That is way too much buzzing. Most people buzz to learn a close aperture lip setting and for a little lip strength. That takes weeks not years.
If you can buzz a double c then you should be able to play a triple c. There are a couple of reasons why you can’t.
1. Too muscle based. Air is the # 1 tool of a brass player.
2. Compression + compression + mouthpiece pressure = NO aperture for the air to go through. Basicly the tight muscular chops create such a small lip aperture that any other help closes and seals them. The pressure needed for a seal between the lips and the mouthpiece is not a lot but it WILL have some affect on the lips. Added to that the air column needed to play high is trying to blow the chops open. This actually blows them forward and that puts some of the embouchure inside the cup of the mouthpiece. This also closes the lip aperture. Lastly there is feedback added to your lips from the pressure wave inside the horn returning to your lips. This feedback from the horn stops at around a high g. The reflecting boundary is pushed out farther and farther as you ascend. And this causes a lot of players to have a break in range. When you add all of this together you have sealed them shut.
3. I was where you are now. You have all of the tools but you need to relax the chops so that the sound can be released. It is possible that you could accomplish that in a short time. It is possible that it also takes forever. This is now about overcoming the severe handicap of thought.
You know the facts. High notes need compression……. So you make an effort to add compression. Along with this some extra air support, a little more mouthpiece pressure. These things are what keep 95% of all high f and g players from being triple high c players.

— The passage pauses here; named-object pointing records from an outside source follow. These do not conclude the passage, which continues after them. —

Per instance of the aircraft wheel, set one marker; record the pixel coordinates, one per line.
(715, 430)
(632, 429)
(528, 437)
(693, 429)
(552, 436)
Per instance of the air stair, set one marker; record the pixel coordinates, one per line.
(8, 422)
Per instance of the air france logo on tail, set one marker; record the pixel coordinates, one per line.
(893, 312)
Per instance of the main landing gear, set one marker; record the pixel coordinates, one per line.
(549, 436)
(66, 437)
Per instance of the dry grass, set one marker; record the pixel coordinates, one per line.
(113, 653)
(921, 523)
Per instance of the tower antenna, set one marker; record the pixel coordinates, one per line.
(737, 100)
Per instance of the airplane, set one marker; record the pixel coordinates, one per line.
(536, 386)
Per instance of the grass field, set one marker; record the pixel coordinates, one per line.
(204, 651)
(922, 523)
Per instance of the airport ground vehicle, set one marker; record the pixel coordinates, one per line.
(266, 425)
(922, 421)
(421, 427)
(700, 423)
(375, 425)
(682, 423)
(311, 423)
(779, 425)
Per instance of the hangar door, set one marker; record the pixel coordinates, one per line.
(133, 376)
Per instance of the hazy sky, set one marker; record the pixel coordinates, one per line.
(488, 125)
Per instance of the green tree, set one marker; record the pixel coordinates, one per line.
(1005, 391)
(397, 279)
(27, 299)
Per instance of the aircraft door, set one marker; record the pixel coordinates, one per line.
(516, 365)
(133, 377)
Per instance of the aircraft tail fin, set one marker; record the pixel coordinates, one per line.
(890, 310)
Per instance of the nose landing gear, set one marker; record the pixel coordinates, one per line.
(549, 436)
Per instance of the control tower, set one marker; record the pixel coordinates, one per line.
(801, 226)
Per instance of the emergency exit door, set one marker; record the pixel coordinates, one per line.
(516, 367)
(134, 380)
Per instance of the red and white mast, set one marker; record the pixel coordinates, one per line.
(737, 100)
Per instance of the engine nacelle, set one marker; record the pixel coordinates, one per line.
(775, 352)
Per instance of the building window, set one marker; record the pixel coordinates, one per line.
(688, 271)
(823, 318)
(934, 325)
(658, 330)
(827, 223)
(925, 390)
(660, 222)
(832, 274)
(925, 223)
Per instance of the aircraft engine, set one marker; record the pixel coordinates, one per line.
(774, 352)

At some point you have to not only stop adding pressure but actually take some away. That’s why Stevens and Mendez both told people of the ability to play a “No pressure note”. For the sake of a good sound you don’t want to go that far. You do want to pull the mouthpiece away and allow the lips to respond to the air. I use less mouthpiece pressure to play a double c than I do to play a g on top of the staff. If I use the same as I do for high c the note will NOT sound. Make an effort to pull the horn away from your top lip as you play higher.
1st lesson for range
Well the real key as always is to move the air faster and farther.
To keep abdominal reserve strength work on a natural approach below 4th space e . If you place your hand on your stomach and sing a g or c you will find that you do not tense your muscles. Check to see if you are using this same relaxed approach to playing. It only takes a day or two to learn this and you have more strength to speed up the air in the high c area.
For the mental part there are several points. Low notes are more non-directional than high ones. All you want to do is let them roll out of the bell onto the floor. Nice and relaxed using warm breath (haaa). The higher notes are directional and you want to shoot them through the horn to the back of the room. Use cold air like cooling soup. Music is an expressive art not an athletic event. Don’t go for records work on painting a picture.
As for the chops always set them for a g on top of the staff. This can prevent dozens of problems. Plus it is only an octave to high g over high c and an octave and a half to low c. Most problems come about because the set was on a low note like second line g. Now you have to muscle two octaves to get to g over high c. This is really a big deal. It is easier to set for the upper register and relax for the low notes than to set for the low ones and fight the high ones.
Make sure that you have a close (lips touching) embouchure then let the high notes out. To get a feel for what the lip needs to do in order to play higher try this. Put your teeth together and place a pencil between your lips. Let the eraser touch the front of the teeth. The other end (unsharpened please) will stick straight out in front. Raise and lower the end of the pencil using only the lip muscles. Raising the pencil takes lip compression (lip against lip) as do higher notes. This is also used by some as an exercise to strengthen the lips.
95% of the people that ask about endurance and range exert too much overall pressure (chops, abdominal, mouthpiece) and the notes can not escape into the horn. Relax the chops and pull the mouthpiece away from your lips as you ascend. The extra compression and force of the air column are already trying to blow the lips toward the mouthpiece. Pull away and give them some room to buzz. It may sound strange but I’ve seen it work hundreds of times.